Bankers in the region expect Chinese companies to stay hungry for overseas assets, despite China’s recent plan to curb their outbound acquisitions, because the restrictions are temporary and affect only foreign acquisitions of a certain value that fall outside a buyer’s core business.”Interventions on outbound M&As will come and go in China, based on internal imperatives,” said Aziz Dean, Sydney-based head of loan markets of Westpac Banking Corp. “But overall, I think the demand will continue from Chinese companies to invest in good assets globally, especially in Asia.”

New Silk Road
China’s ‘One Belt, One Road’ initiative is seen as another source of new borrowing after a slow year for project financing.
The government is encouraging companies to do business and invest in infrastructure along the ancient Silk Road trading route that stretches from Asia to Europe which Eurizon SLJ Capital Ltd. estimates has an aggregate project size of $1.4 trillion.
“Infrastructure projects under the ‘One Belt, One Road’ initiatives, a couple of them with financing needs of over $10 billion, would drive loan volume,” said Eugene Lau, China Construction Bank (Asia) Corporation Ltd.’s Hong Kong-based deputy general manager and syndication head.
Project-finance volume this year is 17 percent behind 2015’s full-year $114 billion, dented by a more than 60 percent decline in Australia and New Zealand volume. Deals in the pipeline include the Melbourne Metro Tunnel development of about A$6 billion ($4.34 billion) and a $7.2 billion financing backing Petronas’ refinery and petrochemical project in Malaysia.
Project finance and capital expenditure deals in India rose to $3.68 billion this year, while event-driven financing, which includes M&A loans, climbed to a five-year high of $3.53 billion, as India’s companies expand their global ambitions.
“We have seen a pickup in M&A activities in the European and U.S. markets and I’d expect that to flow through to the Asian markets,” said Andrew Ashman, head of loan syndicate Asia Pacific at Barclays Bank Plc in Singapore.
Global acquisition financing reached $919.1 billion so far in 2016, compared with 2015’s $1 trillion.

Term Loan B
Aside from corporate M&As, activity in private equity leveraged buyouts may also support the market with term loan B products, which traditionally target institutional investors.
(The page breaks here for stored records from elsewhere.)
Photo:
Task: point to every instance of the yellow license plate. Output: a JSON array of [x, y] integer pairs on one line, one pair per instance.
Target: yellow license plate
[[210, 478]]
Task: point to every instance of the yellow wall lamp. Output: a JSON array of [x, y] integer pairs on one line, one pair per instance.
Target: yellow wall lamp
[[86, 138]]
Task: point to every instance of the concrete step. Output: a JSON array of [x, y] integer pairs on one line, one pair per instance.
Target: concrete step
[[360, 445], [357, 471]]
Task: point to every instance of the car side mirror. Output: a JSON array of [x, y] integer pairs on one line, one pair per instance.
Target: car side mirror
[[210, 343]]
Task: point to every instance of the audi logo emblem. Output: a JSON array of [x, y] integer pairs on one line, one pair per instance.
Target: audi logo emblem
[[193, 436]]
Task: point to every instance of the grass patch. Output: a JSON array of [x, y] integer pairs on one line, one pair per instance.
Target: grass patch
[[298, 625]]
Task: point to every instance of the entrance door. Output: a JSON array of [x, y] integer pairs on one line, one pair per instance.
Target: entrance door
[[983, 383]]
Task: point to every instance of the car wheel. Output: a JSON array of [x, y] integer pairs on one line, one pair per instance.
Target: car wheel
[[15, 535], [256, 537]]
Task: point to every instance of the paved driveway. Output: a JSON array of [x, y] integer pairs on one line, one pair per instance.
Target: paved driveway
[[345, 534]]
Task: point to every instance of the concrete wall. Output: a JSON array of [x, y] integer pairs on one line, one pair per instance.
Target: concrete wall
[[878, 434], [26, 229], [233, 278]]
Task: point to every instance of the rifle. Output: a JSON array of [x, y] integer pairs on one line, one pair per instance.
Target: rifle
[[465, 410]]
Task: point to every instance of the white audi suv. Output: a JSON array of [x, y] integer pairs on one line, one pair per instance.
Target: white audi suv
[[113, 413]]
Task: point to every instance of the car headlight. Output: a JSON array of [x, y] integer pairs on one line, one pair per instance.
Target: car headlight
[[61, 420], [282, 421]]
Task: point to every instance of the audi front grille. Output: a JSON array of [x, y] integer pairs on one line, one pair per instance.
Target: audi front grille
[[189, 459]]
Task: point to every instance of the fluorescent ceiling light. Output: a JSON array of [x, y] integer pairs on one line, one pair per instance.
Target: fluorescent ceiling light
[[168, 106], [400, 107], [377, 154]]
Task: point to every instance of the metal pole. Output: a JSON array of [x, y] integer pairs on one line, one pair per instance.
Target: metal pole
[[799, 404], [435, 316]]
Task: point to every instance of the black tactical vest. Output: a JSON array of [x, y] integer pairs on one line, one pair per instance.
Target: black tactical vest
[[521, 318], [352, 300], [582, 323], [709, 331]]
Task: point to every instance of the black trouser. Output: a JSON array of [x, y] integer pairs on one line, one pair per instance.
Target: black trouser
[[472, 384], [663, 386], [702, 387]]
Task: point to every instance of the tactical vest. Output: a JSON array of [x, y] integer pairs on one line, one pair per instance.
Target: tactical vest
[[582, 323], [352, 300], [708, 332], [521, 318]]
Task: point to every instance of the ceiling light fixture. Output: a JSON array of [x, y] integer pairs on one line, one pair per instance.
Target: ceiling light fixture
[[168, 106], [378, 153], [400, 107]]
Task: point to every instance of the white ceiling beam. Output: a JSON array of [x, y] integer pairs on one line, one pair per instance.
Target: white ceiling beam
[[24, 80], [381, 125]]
The so-called TLBs, popular in the U.S. and European leveraged finance markets, usually carry higher interest rates with only slight amortization throughout the loan tenor and a large balloon payment scheduled near maturity.
“In terms of leveraged finance, we have seen much stronger institutional lender appetite this year, particularly in Australia,” said Ashman. “I would expect that appetite to continue into next year, with growth coming from investors located in Singapore and Hong Kong,” and Barclays is talking to sponsors about structuring TLB products into those markets next year, he said.
APAC loan volumes have stagnated since reaching a record high of $547.9 billion in 2014 as Chinese policy makers have put in place policies to steady the economy and control asset-price bubbles. Chinese borrowers accounted for 28.3 percent of loan volume this year, compared with 20.3 percent in 2015.
As well as project-finance loans, the ‘One Belt, One Road’ initiatives will be able to bring other types of borrowings to the market, according to Phil Lipton, HSBC Holdings Plc’s head of loan syndications for Asia-Pacific in Hong Kong. “There are not just project financings, but also lending opportunities to corporates and suppliers involved in those projects,” he said.